The fibulin-1 cDNA template was synthesized by reverse transcription polymerase chain reaction (RT-PCR). One microgram of total RNA from the BG1 cell line was reverse transcribed as described. 23 The PCR primers used were the 5′ end primer CCGGAGTGGACGCGGATG (FibD, 84 to 102 bp) and the 3′ end primer GCCAACCATGAGGCTGTACTCG (FibR, 387 to 409 bp). One microliter of the RT product was amplified by PCR in a final volume of 25 μl containing 20 mmol/L Tris/HCl (pH 8.55), 16 mmol/L (NH4)2SO4, 2.5 mmol/L MgCl2, 50 μmol/L dNTP, with 5 pmol of oligonucleotides, and 0.125 U of Taq DNA polymerase (Bioprobe, Montreuil, France). After an initial 2-minute denaturation step at 94°C, 36 rounds of PCR amplification were carried out on a DNA thermocycler (Perkin Elmer, Courtaboeuf, France). One cycle included 30 seconds denaturation at 94°C, 30 seconds annealing at 60°C, and 1 minute extension at 72°C. The samples underwent a final 7-minute extension step at 72°C. RT-PCR products were eluted from a 0.8% agarose gel using QIAquick gel extraction (QIAgen, Courtaboeuf, France) according to the manufacturer’s instructions. The PCR product was then subcloned in the pGEMT plasmid (Promega, Charbonnières, France).

Digoxigenin-labeled antisense and sense RNA probes were synthesized with the Dig labeling transcription kit according to the manufacturer’s instructions using T7 and SP6 RNA polymerase (Boerhringer Mannheim, Mannheim, Germany). Labeling efficiency was estimated using serial dilutions of the labeled probes that were spotted and fixed on a nylon membrane. The sense probe dilution was adjusted to the antisense probe dilution.

Adjacent 5- to 7-μm tissue sections were collected on Silane-prep slides (Sigma Diagnostics, St. Louis, MO) and fixed with paraformaldehyde (4%) in 0.1 mol/L phosphate buffer (PB; pH 7.4) at room temperature for 30 minutes. Slides were dehydrated in ethanol. In situ hybridization was performed as described. 24 The antisense and sense probes were added to the tissue at a final concentration of 40 ng/μl in 20 μl of hybridization buffer. Hybridization was carried out at 42°C overnight in a humid chamber. Slides were incubated with polyclonal sheep anti-digoxigenin Fab fragments conjugated with calf intestinal alkaline phosphatase (Boehringer Mannheim), diluted 1:1000 at room temperature for 120 minutes. Color slides were developed overnight using nitroblue tetrazolium salt and 5-bromo-4-chloro-3-indoyphosphate in the presence of 24 mg/100 ml of levamisole. Slides were mounted with Glycergel (Dako, Carpinteria, CA) and stored in a dark box at 4°C.

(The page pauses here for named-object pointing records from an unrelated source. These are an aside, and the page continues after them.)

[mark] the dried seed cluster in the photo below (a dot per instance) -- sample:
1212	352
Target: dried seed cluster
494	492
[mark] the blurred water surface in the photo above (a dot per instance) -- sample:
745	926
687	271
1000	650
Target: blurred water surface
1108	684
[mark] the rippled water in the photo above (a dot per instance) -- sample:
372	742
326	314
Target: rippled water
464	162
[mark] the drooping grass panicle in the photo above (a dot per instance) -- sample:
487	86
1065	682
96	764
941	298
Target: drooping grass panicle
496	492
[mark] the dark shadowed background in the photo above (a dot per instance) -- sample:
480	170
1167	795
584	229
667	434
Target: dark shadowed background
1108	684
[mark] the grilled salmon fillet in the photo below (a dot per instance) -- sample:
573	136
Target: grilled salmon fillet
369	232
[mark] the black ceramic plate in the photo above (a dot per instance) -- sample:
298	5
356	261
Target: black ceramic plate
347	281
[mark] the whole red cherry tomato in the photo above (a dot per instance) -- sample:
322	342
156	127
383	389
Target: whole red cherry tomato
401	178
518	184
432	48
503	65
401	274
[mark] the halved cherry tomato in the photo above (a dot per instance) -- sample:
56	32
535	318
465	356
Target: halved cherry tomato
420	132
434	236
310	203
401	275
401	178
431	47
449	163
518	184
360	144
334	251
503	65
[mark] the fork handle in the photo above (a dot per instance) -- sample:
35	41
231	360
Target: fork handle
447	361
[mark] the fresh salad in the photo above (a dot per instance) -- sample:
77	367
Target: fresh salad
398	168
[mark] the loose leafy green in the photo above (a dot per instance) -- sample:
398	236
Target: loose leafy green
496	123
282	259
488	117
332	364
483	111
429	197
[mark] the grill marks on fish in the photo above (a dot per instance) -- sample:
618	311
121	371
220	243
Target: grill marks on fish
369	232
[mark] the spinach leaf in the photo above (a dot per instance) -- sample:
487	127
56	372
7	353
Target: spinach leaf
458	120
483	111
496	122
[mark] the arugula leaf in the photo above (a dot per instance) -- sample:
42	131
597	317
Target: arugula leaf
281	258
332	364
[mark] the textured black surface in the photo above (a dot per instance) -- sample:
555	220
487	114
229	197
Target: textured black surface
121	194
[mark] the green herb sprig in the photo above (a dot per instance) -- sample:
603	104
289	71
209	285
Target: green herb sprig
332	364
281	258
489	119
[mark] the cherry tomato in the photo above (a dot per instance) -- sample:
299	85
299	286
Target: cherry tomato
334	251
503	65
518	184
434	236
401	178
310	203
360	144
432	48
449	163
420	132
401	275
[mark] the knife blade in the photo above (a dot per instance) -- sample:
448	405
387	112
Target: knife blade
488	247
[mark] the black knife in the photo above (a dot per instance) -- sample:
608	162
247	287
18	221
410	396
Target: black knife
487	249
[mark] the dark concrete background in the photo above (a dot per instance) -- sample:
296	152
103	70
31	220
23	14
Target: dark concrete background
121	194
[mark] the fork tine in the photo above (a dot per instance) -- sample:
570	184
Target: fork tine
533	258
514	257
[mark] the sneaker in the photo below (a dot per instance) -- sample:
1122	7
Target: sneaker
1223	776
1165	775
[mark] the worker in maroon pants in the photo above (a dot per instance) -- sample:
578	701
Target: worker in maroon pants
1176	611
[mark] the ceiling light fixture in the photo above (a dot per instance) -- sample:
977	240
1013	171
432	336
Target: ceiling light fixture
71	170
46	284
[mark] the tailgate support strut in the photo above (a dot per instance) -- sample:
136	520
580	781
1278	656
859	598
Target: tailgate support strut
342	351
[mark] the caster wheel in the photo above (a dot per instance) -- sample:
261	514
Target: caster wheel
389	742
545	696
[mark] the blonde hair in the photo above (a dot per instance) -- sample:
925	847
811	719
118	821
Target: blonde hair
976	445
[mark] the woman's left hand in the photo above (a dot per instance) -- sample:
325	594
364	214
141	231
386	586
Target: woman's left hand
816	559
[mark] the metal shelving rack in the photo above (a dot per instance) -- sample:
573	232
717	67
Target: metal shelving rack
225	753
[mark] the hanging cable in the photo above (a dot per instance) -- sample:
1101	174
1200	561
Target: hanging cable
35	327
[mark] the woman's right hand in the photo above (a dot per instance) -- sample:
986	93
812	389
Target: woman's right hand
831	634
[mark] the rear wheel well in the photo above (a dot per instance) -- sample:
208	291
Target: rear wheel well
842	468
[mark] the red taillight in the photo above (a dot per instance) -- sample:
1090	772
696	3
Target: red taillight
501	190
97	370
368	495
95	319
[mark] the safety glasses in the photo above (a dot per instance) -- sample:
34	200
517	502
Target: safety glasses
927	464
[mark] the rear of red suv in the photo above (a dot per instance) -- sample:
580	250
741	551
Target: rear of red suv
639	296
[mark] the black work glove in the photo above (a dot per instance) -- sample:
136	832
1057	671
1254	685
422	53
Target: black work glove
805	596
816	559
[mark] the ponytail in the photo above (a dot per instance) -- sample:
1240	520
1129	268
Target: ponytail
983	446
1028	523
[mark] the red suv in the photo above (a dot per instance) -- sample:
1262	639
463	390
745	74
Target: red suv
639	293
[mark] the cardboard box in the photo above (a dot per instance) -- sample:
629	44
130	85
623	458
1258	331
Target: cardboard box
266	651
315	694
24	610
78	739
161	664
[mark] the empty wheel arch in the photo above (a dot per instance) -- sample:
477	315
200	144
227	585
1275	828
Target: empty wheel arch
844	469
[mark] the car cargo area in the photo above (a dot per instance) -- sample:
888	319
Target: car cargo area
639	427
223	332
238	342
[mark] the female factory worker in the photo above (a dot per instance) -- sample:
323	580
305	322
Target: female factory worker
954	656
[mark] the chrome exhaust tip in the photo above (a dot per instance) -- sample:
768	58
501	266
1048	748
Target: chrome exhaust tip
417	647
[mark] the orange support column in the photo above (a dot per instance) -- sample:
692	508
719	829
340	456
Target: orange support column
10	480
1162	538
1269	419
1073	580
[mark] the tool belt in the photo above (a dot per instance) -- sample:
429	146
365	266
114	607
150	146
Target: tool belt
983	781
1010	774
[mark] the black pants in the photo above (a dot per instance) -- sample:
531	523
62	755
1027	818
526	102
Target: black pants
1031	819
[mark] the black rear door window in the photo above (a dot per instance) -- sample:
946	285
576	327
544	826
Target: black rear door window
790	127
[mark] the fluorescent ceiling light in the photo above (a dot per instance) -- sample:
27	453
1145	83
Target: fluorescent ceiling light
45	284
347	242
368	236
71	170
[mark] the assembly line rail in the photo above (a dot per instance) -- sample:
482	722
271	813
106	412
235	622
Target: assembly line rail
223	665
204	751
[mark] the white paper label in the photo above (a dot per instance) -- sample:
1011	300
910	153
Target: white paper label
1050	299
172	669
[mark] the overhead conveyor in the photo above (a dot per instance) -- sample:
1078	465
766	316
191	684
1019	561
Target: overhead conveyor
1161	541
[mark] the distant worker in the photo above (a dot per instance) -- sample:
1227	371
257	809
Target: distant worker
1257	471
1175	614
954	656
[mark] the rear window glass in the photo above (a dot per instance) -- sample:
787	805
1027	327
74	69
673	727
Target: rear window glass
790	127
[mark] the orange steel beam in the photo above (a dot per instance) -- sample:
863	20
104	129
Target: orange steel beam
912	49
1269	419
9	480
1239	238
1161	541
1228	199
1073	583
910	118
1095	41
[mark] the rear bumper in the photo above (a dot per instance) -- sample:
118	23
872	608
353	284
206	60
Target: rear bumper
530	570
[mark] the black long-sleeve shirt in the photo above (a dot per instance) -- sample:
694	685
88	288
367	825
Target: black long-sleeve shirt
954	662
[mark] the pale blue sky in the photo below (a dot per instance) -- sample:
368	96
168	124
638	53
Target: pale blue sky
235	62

For each sample, slides without any probe, sections hybridized with sense oligonucleotide probe, and slides treated with RNAse A before hybridization were used as nonspecific staining controls. mRNA integrity was controlled by amplification of the GAPDH housekeeping gene on adjacent sections.

Statistical Analysis

The data were analyzed using the STAT-ITCF package (Institut Technique de Céréales et des Fourrages, Paris, France).

Results

Fibulin-1 Staining

In normal ovaries, fibulin-1 was generally weakly stained in the stroma close to surface epithelial cells and strongly stained in the vascular vessel walls.

In most ovarian tumors, fibulin-1 was found in the stroma and not in tumor epithelial cells (Figure 1a) . The specificity of this stromal staining was shown using irrelevant antibody 11 (Figure 1c) and extinction by the addition of pure fibulin-1 in excess (Figure 1b) .

Figure 1.

Figure 1.

Specificity of immunohistochemical staining of fibulin-1. Adjacent sections from a serous ovarian carcinoma were treated with 2 μg/ml of the 3A11 anti-human fibulin-1 MAb alone (a), with a 100-fold excess of pure fibulin-1 (b), or with an irrelevant antibody (2 μg/ml UPC 10; (c)). Counterstaining was with hematoxylin. Bar, 50 μm.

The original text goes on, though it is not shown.